Pour médiatiques qu’elles sont, la polémique néonicotinoïdes sur betterave et l’interdiction prononcée par la justice européenne, l’annonce du retrait d’une molécule herbicide, le S-métolachlore parce qu’elle fait peser une menace importante sur la qualité et la sécurité des nappes phréatiques et de l’eau potable, ne doivent pas faire oublier que de nombreux produits sont retirés chaque année. Laissant, la plupart du temps, les agriculteurs sans solutions.
“Dans le passé, nous organisions des réunions avec les producteurs pour annoncer l’arrivée de nouveaux produits, de nouvelles solutions. Aujourd’hui, nous ne faisons plus qu’organiser des réunions pour annoncer des retraits de molécules” ironise Éric Hostalnou du service Fruits et Légumes de la Chambre d’agriculture des Pyrénées-Orientales. Parmi les produits moins médiatiques qui se voient aujourd’hui retirés du marché, on trouve par exemple le Movento. Cet insecticide est utilisé en arbo et en cultures légumières.

Le mieux ennemi du bien ?

“C’est le seul anti puceron spécifique et systématique qui permet de respecter le reste de la faune auxiliaire” explique Gaël Lichou, technicien maraîchage de la Chambre. “Il s’utilise sur salade, artichaut et céleri et sans ça, on va être obligé de basculer sur des pyréthinoïdes qui sont beaucoup moins ciblés…”
La problématique est la même avec un autre produit destiné à lutter contre l’acariose de la tomate, l’Oberon, dont l’utilisation sera interdite en 2025 et la vente dès cet automne. “C’est un produit largement utilisé qui respecte les auxiliaires” ajoute Gaël Lichou, “le supprimer, c’est faire tomber toutes les stratégies de luttes intégrées…” D’autres menaces pèsent, en particulier sur artichaut avec le retrait du dimétopmorphe, seule molécule curative anti-mildiou ou encore sur un produit de désherbage de l’artichaut, le Proman. “Il n’est pas autorisé sur artichaut, alors nous sommes obligés de demander une dérogation tous les ans, avec le risque qu’elle nous soit refusée.”

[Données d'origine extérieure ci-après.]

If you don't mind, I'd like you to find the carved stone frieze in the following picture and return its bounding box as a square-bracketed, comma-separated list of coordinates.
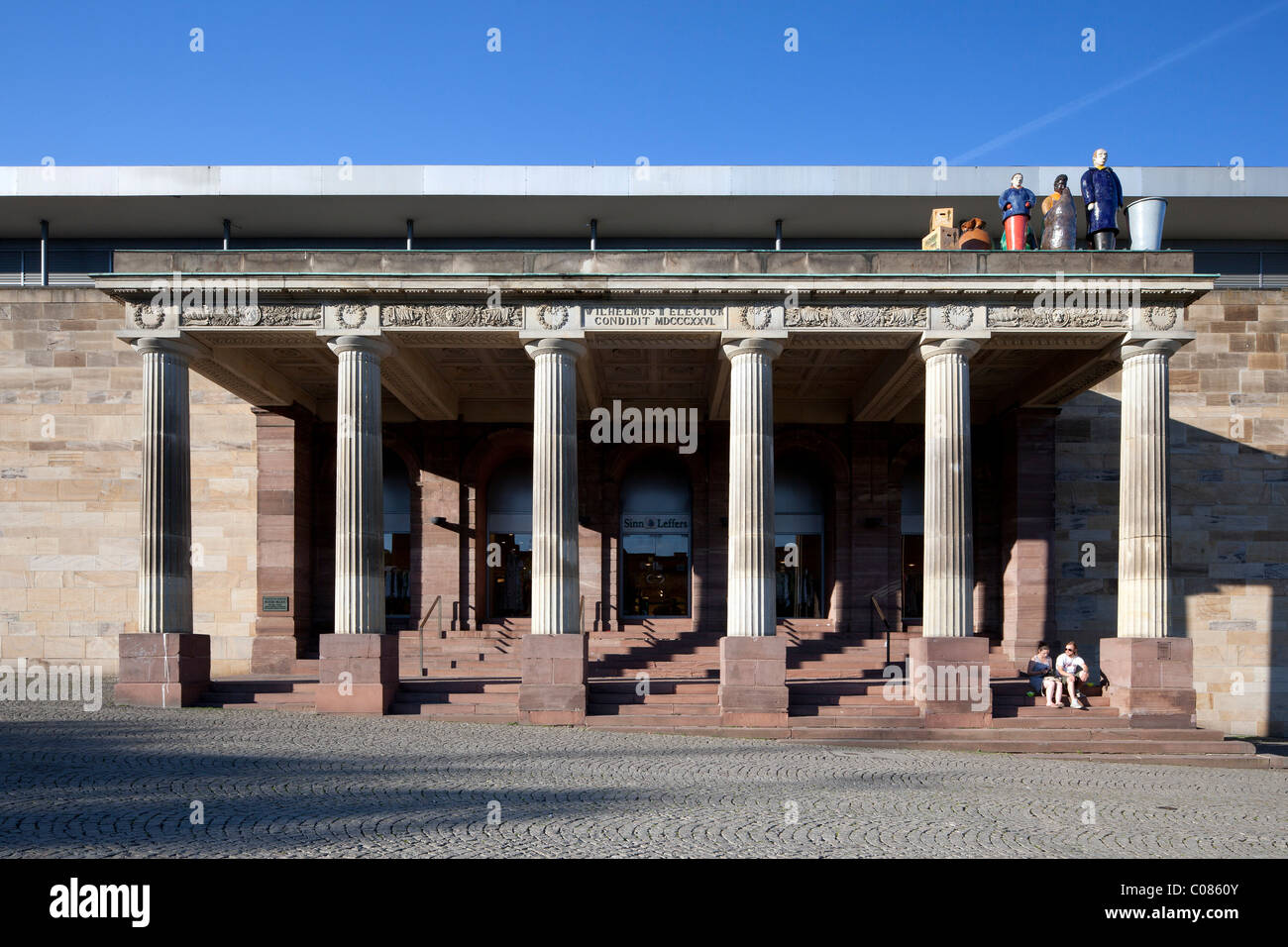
[988, 305, 1130, 329]
[380, 305, 522, 329]
[179, 309, 322, 329]
[785, 305, 926, 329]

Et dans les vergers ? La situation n’est guère plus évidente. “Avec le retrait du Limidan, les producteurs de cerises ont de moins en moins d’outils pour lutter contre drosophila Suzukii et contre la mouche de la cerise. Il leur reste à disposition deux produits dont un, l’Exirel, qui est suspendu à une dérogation tous les ans et dont l’efficacité est moindre. Au final, au lieu d’avoir une combinaison de trois produits, pour une application chacun, les producteurs sont contraints d’utiliser deux fois le même au risque de générer une accoutumance des ravageurs ciblés” explique Éric Hostalnou.

Biocontrôles ?

Comme en maraîchage, le retrait du Movento, “seul anti pucerons efficace depuis la fin du Confidor” va poser problème en arbo. “On nous promet l’homologation d’un produit remplaçant d’ici un à deux ans, mais les Espagnols annoncent déjà qu’ils l’auront avant nous et nous sommes inquiets parce qu’obligés de nous méfier des réactions de l’administration française” ajoute-t-il. Et n’y a-t-il pas de produits de biocontrôles en remplacement ? “Il y en a beaucoup” répondent les deux techniciens avant d’ajouter “mais leur efficacité est souvent très très limitée.” “Cela peut convenir aux exigences de l’agriculture bio mais, en conventionnel, ça ne passe pas” d’après Éric Hostalnou. Et Gaël Lichou de conclure : “En plus, les produits de biocontrôles qui fonctionnent sont déjà largement adoptés…”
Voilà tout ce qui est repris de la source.